Ein Aufruf zur Erinnerungskultur
Dieser Brief an Europa ist auch ein Aufruf zum Reden. Wir haben es geschafft, eine Welt zu kreieren, in der Nachrichten in Sekundenschnelle von Vancouver nach Kapstadt gelangen, und doch sind wir erschreckend gut darin, nicht mit Menschen ins Gespräch zu kommen, die anders denken oder auf andere Erfahrungen zurückblicken als wir. Dieser Brief ist ein Aufruf, das Gespräch mit eben jenen Menschen zu suchen, die Erfahrungen von außerhalb unseres Bewusstseins mitbringen. Die deutsche Geschichte hat Traumata produziert, die innerhalb von Familien weitergereicht werden, ohne dass sie an die Öffentlichkeit geraten: Deshalb ist dieser Brief auch ein Aufruf zu mehr Verständnis dafür, dass das Vergangene auch heute noch politisch ist und aufgearbeitet werden muss.

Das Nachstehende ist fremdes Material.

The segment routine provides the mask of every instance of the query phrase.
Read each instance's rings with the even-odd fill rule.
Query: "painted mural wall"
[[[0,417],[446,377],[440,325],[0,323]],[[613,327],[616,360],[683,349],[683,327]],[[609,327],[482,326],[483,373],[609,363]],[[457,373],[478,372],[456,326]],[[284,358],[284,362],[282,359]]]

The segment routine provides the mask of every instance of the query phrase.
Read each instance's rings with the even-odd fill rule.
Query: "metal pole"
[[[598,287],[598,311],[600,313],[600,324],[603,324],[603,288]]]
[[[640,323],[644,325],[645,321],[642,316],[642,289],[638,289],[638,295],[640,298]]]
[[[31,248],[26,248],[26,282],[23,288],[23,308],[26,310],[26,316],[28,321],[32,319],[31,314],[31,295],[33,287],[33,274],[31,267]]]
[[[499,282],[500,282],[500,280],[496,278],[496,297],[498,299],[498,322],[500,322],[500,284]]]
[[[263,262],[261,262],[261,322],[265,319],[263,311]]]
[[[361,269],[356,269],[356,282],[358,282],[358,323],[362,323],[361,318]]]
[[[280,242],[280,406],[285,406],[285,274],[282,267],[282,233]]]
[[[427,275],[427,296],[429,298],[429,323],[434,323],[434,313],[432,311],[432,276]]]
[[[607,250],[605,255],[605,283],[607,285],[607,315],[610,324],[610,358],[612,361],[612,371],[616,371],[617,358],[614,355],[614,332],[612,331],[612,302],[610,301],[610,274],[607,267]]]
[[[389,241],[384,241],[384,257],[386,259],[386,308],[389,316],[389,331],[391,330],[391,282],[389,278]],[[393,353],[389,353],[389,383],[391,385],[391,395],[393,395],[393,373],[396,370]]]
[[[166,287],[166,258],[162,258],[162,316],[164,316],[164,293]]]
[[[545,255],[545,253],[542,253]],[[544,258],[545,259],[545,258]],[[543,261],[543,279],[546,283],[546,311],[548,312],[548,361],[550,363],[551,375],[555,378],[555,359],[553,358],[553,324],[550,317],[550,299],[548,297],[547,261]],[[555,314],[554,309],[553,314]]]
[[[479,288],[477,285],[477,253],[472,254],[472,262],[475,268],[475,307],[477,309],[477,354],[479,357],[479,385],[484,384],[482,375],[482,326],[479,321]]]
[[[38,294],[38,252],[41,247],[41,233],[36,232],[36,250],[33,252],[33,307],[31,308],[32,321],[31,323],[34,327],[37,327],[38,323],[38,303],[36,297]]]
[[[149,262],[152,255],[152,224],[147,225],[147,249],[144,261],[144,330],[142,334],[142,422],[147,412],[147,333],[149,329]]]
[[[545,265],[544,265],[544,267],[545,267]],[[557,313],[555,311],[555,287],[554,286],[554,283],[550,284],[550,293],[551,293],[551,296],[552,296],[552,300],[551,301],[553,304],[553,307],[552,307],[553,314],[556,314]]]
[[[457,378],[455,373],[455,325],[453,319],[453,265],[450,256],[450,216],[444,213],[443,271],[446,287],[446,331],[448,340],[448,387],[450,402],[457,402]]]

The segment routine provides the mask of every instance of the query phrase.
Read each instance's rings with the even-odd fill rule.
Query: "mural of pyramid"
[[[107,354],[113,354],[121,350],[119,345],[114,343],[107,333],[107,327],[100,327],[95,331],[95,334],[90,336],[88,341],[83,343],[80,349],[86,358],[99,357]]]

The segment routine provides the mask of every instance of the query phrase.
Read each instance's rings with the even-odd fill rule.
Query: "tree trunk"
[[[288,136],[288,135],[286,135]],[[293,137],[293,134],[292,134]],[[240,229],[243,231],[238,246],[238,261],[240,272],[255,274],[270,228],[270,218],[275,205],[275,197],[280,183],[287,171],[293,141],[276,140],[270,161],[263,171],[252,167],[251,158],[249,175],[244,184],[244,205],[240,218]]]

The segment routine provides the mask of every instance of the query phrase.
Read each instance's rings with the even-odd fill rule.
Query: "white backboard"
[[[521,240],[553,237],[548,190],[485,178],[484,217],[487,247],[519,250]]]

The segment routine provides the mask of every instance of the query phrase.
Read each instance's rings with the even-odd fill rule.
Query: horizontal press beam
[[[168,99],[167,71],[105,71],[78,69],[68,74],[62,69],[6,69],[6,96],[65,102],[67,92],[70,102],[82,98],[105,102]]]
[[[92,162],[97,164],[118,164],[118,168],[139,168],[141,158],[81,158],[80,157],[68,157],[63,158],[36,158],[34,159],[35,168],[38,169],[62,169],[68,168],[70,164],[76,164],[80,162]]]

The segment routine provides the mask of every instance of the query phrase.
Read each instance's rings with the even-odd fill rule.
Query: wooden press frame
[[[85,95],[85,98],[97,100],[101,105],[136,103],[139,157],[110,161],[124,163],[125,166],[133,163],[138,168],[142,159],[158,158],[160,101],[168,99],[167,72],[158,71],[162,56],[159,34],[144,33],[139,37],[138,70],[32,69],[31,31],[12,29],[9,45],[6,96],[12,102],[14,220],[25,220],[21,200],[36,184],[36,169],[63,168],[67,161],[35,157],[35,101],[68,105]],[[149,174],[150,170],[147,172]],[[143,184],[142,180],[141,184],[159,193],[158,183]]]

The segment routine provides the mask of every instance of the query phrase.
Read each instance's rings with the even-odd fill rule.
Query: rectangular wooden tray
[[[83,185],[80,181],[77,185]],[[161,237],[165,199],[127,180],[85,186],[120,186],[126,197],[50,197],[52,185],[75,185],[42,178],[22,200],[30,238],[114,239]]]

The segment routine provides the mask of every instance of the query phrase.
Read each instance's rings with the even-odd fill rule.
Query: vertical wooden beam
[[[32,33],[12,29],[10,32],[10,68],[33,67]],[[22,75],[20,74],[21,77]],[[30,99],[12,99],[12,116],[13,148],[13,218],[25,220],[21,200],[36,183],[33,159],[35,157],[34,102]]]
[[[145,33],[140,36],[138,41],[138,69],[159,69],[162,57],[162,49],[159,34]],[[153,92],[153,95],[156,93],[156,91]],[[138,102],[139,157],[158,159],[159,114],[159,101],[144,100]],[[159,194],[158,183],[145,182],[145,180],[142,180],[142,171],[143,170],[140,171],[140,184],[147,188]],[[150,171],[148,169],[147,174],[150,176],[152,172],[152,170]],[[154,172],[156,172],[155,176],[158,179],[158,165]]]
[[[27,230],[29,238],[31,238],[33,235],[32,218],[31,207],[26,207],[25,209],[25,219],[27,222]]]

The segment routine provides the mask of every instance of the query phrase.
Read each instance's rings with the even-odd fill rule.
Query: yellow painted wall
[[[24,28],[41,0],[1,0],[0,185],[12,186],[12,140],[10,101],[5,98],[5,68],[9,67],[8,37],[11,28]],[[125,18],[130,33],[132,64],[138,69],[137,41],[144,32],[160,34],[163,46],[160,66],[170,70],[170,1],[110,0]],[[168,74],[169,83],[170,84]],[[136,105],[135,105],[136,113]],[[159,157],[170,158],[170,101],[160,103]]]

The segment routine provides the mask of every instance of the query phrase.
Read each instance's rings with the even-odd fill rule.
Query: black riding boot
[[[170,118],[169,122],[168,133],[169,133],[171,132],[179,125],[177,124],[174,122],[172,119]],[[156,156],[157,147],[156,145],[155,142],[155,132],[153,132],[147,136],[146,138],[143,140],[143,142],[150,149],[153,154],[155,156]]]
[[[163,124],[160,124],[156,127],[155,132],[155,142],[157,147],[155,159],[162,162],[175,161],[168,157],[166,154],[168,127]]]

Dieser Brief soll aber mehr als nur das sein. Die Erinnerung an den 9. November 1938 hat die Notwendigkeit spürbar gemacht, Zeitzeug*innen erzählen zu lassen. Wer in der Reichsprogramnacht geboren wurde ist heute 81 Jahre alt: Nach uns wird eine Generation kommen, die nicht mehr die Möglichkeit hat, mit eben diesen Zeitzeug*innen zu sprechen. Nichts anderes gilt für die Zeit, die Deutschland nach 1945 erlebt hat: Die DDR darf sich in unserem Bewusstsein nicht in ein Schweigen hüllen, das Platz für Verherrlichen und Verteufeln gleichermaßen lässt. Insofern ist dieser Brief vor allem ein Aufruf zum Zuhören - und zum Konservieren von Geschichten, damit auch die Generationen nach uns sie noch erfahren.